Pakistan to grant MFN status to India ... eventually

Islamabad agrees to lift several restrictions on imports from India.

BHURBAN:


Pakistan has agreed to eventually grant most-favoured nation (MFN) status to India, making commitments and laying out a bilateral institutional framework designed to remove all hurdles to progress on that goal.


“The logical end of the trade talks would be to gradually grant India most favoured nation status,” said Commerce Secretary Zafar Mahmood. “Pakistan recognised that granting MFN status to India would help in expanding bilateral trade relations and both sides agreed to remove non-tariff barriers and all other restrictive practices.”

At the final day of the fifth round of bilateral trade talks between India and Pakistan, Islamabad agreed to abolish by October its ‘positive list’ of items that it allows India to export and replacing it with a ‘negative’ list of items that will be explicitly prohibited.

Currently, Pakistan has a list of 1,946 items that it allows imports of from India.

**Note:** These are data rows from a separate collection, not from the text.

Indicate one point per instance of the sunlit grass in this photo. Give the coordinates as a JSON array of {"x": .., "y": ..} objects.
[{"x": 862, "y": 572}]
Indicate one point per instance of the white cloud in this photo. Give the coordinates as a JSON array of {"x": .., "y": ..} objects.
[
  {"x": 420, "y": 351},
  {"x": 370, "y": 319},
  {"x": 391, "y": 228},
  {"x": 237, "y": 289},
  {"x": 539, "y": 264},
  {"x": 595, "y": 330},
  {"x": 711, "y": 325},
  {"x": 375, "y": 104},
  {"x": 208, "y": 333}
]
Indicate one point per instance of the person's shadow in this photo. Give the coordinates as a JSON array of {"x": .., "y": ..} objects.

Moving to a ‘negative’ list would prohibit a specific number of items and permit everything else, expanding the scope of trade with India. New Delhi already has a similar approach, with a ‘sensitive’ list of 850 items that it restricts trade in.

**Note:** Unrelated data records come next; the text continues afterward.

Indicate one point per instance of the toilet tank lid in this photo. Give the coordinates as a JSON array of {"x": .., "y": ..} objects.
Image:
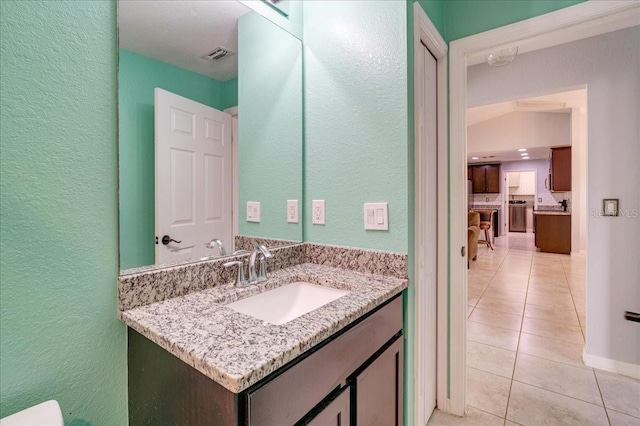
[{"x": 45, "y": 414}]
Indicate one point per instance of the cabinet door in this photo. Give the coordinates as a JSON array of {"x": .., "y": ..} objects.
[
  {"x": 336, "y": 413},
  {"x": 478, "y": 181},
  {"x": 492, "y": 177},
  {"x": 379, "y": 390},
  {"x": 561, "y": 169}
]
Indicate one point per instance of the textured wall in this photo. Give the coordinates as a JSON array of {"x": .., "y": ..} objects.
[
  {"x": 467, "y": 17},
  {"x": 270, "y": 126},
  {"x": 608, "y": 66},
  {"x": 356, "y": 119},
  {"x": 138, "y": 76},
  {"x": 60, "y": 336}
]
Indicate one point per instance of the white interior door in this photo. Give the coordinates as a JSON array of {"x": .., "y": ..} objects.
[
  {"x": 193, "y": 177},
  {"x": 427, "y": 179}
]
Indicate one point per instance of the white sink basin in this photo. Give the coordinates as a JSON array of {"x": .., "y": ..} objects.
[{"x": 286, "y": 303}]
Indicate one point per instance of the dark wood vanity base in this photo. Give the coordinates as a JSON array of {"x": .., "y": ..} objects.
[{"x": 350, "y": 378}]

Both countries have also established a joint working group, with specific deadlines and goals to achieve a reduction in non-tariff barriers to trade – such as burdensome regulations, import quotas, etc – and eventually leading up to Pakistan granting MFN status to India.

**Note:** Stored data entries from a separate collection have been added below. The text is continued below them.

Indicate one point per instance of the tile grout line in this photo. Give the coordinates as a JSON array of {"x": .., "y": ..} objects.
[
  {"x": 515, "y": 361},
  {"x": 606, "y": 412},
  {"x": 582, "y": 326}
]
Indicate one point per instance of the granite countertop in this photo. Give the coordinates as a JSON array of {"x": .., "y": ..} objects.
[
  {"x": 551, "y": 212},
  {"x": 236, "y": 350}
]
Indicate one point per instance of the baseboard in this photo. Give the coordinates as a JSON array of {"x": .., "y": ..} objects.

Pakistan’s historical complaint with India has been the excessive red tape that hinders a free flow of trade. For its part, the Indian delegation, led by Indian Commerce Secretary Rahul Khullar, said that there are no non-tariff barriers to trade specific to Pakistan that they are aware of and that if Pakistani businessmen have any complaints, they should refer them to the joint working group on the matter.


Both sides were keen to delink trade talks from politics. The creation of the joint working group was cited as an indication of the institutionalisation of trade talks.

“This round was much more comprehensive and productive as both countries have created an institutional framework and a clear cut mechanism which will be irreversible,” said Mahmood. He went on to say that trade talks, particularly MFN status for India, was never linked to the Kashmir dispute.

Both countries also expressed the intent to enter into a preferential trade agreement to further facilitate cross-border commercial exchanges. They also agreed to fast-track licensing for bank branches for each other’s banks. However, both sides only issued a joint statement and did not move towards a formal agreement on the matter.

Pakistan has agreed to India’s request to expand the scope of land trade with India and drop its current restrictions by October 2011, when a second gate will be opened on the Wagah-Attari border, including an integrated check-post. Customs officials from both sides also agreed to meet more frequently to resolve issued faced by traders.

The joint working group on non-tariff barriers will meet in September, as will another group of technical experts to explore the possibility of Pakistan importing electricity and petroleum products from India. Each of these groups has been created to reduce the level of mistrust between both sides.

Neither side, however, discussed the multilateral issues of trade that have occurred between the two countries. Pakistan was not willing to discuss India’s trade with Afghanistan that passes through Pakistan whereas India was unwilling to discuss its opposition to trade concessions by the European Union to Pakistan.





Published in The Express Tribune, April 29th, 2011.